# IMDb Discussion Boards are closing down.



## Saiyan Lusitano (Feb 3, 2017)

This might not be a big deal to most here but I really liked using IMDb to talk about TV and Films due to the mere fact it united fans and casuals alike to discuss something on a website very easy to find.



> *IMPORTANT:* *IMDb is the world’s most popular and authoritative source for movie, TV* and celebrity content. As part of our ongoing effort to continually evaluate and enhance the customer experience on IMDb, *we have decided to disable IMDb’s message boards on February 20, 2017*. *This includes the Private Message system.* After in-depth discussion and examination, *we have concluded that IMDb’s message boards are no longer providing a positive, useful experience *for the vast majority of our more than 250 million monthly users worldwide. The decision to retire a long-standing feature was made only after careful consideration and was based on data and traffic.



Source: IMDb

What a bunch of B.S. that is! It's not providing a "positive, useful experience"? If they can't afford to keep the Discussion Boards active that's one thing but then blaming that the boards aren't "positive enough" is another.
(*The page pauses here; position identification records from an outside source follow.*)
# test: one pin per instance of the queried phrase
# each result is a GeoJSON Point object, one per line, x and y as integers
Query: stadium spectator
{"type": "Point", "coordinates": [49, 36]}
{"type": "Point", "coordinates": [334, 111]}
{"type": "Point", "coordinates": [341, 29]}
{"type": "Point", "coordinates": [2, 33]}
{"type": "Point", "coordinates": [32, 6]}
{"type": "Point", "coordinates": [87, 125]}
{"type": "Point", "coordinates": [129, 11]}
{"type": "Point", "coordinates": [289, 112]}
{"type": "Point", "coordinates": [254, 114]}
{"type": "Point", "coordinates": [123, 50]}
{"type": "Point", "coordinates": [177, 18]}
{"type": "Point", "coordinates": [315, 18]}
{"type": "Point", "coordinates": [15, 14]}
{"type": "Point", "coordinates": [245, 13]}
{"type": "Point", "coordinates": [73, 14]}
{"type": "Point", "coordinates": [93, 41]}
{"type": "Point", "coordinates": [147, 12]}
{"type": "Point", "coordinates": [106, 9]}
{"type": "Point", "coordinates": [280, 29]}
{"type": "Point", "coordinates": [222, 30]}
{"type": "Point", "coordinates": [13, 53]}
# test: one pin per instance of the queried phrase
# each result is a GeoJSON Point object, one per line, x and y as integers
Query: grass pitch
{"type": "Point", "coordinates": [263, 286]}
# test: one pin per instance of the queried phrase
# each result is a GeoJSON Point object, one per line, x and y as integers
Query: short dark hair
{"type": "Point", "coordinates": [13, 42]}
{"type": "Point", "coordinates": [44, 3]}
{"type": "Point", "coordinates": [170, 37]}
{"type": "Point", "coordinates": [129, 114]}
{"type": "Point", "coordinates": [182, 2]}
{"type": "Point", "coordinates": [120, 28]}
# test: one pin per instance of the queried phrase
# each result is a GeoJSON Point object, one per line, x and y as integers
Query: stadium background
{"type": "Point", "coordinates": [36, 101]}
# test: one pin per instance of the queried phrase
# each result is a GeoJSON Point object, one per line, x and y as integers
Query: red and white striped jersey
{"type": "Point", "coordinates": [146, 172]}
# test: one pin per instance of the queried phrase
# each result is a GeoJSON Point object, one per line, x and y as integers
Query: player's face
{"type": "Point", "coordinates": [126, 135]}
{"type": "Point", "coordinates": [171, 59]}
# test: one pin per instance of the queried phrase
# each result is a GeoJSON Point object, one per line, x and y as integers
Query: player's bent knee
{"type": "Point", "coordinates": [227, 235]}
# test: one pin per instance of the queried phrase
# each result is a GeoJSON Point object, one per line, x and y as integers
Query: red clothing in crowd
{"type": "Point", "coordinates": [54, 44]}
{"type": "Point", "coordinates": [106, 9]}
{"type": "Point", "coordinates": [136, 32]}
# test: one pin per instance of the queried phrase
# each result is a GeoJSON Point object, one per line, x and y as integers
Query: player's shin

This is going to kill discussing TV/Film content for many people if not most. 

RIP IMDb.


----------



## FAST6191 (Feb 3, 2017)

Damn, they were hilarious. Not necessarily because any of the authors in it were comedic but because of the insane drivel I saw spouted there all the time.

Re "positive enough" then they were truly a vile place (every -ism going there usually represented fairly well), and I can well see those less inclined to laugh at everything have a problem with it.

Guess I will have to stick to giggling at the puritans which write the parental guidance sections.


----------



## RevPokemon (Feb 3, 2017)

Just means that now everyone will post more in the Books, Music, TV & Movies section....


----------



## the_randomizer (Feb 3, 2017)

So the higher-ups get all butthurt and decide to take the pusillanimous route. Go fig. PC losers.


----------



## Saiyan Lusitano (Feb 3, 2017)

RevPokemon said:


> Just means that now everyone will post more in the Books, Music, TV & Movies section....


Most people only use the video game sections of GBATemp.


----------



## Saiyan Lusitano (Feb 20, 2017)

And it's already gone. RIP IMDb.

I've took a look at Previously.TV and seems OK but not great. Ads take too much space, theme is all white (preferred the classic from IMDb) and not much activity on less known shows.

On the bright side, I grabbed the list of Brittany Murphy recommended films from an IMDb board post so at least saved something.


----------